Quantitative Evaluation of Autonomous Driving in CARLA...

by Shang Gao, Spencer R Paulissen, Mark A Coletti, Robert M Patton
Publication Type
Conference Paper
Book Title
From Benchmarking Behavior Prediction to Socially Compatible Behavior Generation in Autonomous Driving
Publication Date
Conference Name
Machine Learning for Autonomous Driving at NeurIPS 2020
Conference Location
Virtual, Tennessee, United States of America
Conference Sponsor
https://nips.cc/Conferences/2020/Sponsors
Conference Date

There has been a great deal of recent advancements in end-to-end imitation and reinforcement learning for self-driving vehicles. Despite this, there is a severe lack of standardized metrics for evaluating the performance of autonomous self-driving agents. Existing metrics are generally lacking in their ability to capture a wide range of driving behaviors and compare the severity of different failure cases. In this work, we introduce the Quantitative Evaluation for Driving metric, or QED, which assigns a quantitative score from 0-100 that captures the quality of driving for any driving agent. Our QED metric assesses different aspects of driving behavior including the ability to stay in the center of the lane, avoid weaving and erratic behavior, follow the speed limit, and avoid collisions, and it can be used under a wide range of driving scenarios. To show the effectiveness of our QED metric, we compare the scores generated by QED against scores assigned by human evaluators on a total of 30 different drivers and 6 different towns in the CARLA driving simulator. In ``easy'' evaluation scenarios, where it is relatively straightforward to distinguish better drivers from worse drivers, QED attains an average Pearson correlation of 0.96 and average Spearman correlation of 0.97 when compared against human evaluators.
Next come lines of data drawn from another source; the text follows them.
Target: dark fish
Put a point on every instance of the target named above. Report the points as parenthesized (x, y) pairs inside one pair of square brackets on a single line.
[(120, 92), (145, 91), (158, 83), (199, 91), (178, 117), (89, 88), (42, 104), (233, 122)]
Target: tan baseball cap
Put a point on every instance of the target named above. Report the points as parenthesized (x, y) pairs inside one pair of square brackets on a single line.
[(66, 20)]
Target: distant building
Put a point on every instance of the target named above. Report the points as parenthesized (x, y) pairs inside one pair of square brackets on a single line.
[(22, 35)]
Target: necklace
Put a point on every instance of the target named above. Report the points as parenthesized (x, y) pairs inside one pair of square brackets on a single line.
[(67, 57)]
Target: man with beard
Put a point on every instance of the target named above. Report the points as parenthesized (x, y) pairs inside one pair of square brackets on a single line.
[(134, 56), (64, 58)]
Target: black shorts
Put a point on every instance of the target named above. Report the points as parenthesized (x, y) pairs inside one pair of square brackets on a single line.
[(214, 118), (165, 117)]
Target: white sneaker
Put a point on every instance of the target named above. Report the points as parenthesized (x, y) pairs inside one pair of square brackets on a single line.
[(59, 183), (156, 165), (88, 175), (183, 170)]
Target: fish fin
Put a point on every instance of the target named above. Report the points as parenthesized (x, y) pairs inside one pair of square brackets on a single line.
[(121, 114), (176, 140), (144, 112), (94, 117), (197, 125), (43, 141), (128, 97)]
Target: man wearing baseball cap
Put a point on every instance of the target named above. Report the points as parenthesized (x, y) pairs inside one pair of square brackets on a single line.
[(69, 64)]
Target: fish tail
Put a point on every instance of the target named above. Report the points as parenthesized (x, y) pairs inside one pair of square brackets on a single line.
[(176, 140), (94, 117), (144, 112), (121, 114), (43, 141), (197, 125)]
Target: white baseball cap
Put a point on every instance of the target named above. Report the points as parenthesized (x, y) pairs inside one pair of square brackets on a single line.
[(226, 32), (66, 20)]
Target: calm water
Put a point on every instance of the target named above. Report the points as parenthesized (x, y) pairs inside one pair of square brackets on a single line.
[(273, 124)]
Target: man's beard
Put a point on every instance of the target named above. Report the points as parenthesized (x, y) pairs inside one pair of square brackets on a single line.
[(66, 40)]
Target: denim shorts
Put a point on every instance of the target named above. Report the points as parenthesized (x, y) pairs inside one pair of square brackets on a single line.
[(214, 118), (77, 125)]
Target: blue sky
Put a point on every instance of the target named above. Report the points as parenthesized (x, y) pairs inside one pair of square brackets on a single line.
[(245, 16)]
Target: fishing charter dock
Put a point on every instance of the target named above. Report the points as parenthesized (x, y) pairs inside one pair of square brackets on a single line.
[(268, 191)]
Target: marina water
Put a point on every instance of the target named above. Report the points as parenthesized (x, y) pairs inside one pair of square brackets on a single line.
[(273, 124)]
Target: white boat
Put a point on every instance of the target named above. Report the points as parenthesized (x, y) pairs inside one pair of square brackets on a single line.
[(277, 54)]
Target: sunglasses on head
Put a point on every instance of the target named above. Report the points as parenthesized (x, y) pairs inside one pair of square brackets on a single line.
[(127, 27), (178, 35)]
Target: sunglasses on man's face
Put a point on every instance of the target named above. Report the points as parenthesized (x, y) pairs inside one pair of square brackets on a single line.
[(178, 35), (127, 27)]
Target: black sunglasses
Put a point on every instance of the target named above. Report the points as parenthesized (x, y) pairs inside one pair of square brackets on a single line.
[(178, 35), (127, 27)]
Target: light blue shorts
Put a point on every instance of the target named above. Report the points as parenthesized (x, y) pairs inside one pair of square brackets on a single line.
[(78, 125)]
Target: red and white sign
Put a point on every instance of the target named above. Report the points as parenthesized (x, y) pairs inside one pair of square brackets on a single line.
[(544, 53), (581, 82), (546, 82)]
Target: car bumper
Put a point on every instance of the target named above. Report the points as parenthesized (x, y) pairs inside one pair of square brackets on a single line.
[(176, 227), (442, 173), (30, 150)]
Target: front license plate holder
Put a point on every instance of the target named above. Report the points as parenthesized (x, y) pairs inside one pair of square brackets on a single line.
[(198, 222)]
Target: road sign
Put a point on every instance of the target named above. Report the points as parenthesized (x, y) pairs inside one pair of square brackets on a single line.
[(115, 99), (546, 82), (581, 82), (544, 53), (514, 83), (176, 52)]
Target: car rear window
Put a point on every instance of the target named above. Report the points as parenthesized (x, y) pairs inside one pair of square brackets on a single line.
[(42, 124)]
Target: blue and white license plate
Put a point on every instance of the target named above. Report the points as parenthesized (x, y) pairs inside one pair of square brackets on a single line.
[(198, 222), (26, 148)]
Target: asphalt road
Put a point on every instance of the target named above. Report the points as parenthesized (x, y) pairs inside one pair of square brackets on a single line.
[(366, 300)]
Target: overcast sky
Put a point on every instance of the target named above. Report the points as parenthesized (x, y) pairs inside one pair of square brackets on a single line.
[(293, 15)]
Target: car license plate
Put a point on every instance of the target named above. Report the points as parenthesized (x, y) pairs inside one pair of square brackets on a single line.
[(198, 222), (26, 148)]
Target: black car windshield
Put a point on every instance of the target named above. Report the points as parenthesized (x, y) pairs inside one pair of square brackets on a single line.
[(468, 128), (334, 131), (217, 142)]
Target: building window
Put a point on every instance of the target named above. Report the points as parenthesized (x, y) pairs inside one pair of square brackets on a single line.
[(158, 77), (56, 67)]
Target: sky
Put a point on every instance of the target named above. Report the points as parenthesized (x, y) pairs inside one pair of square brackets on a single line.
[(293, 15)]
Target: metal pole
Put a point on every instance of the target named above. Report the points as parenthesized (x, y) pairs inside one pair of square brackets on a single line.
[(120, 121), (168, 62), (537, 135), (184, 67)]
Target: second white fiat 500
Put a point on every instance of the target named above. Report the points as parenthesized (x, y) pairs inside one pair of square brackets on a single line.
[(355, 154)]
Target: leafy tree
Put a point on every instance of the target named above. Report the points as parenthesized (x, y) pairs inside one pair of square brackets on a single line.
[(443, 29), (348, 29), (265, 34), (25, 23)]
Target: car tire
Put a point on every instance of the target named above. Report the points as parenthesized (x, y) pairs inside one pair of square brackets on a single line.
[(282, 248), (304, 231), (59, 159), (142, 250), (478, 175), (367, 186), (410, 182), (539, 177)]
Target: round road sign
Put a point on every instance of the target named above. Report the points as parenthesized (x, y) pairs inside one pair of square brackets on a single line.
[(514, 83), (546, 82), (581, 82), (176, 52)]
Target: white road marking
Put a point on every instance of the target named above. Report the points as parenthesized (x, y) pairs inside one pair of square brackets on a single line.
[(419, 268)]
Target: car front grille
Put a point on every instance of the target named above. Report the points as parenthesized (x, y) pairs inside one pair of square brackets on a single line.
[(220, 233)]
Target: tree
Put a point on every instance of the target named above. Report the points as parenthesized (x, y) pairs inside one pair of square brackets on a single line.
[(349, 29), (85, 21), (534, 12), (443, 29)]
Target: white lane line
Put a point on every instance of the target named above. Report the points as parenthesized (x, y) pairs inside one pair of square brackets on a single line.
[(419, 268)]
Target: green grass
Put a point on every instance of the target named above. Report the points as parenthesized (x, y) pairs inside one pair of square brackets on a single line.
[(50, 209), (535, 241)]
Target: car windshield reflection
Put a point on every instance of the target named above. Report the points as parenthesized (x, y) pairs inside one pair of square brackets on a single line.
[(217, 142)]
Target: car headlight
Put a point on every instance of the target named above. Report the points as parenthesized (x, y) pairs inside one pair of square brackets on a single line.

In ``hard'' evaluation scenarios, where it is far more ambiguous how to rank/score different types of bad driving behavior, QED attains an average Pearson correlation of 0.82 and average Spearman correlation of 0.75 when compared against human evaluators, which are both slighter higher than when we compare human evaluators against each other. While QED may not capture every characteristic that defines good driving, we consider it an important foundation for reproducibility and standardization in the community.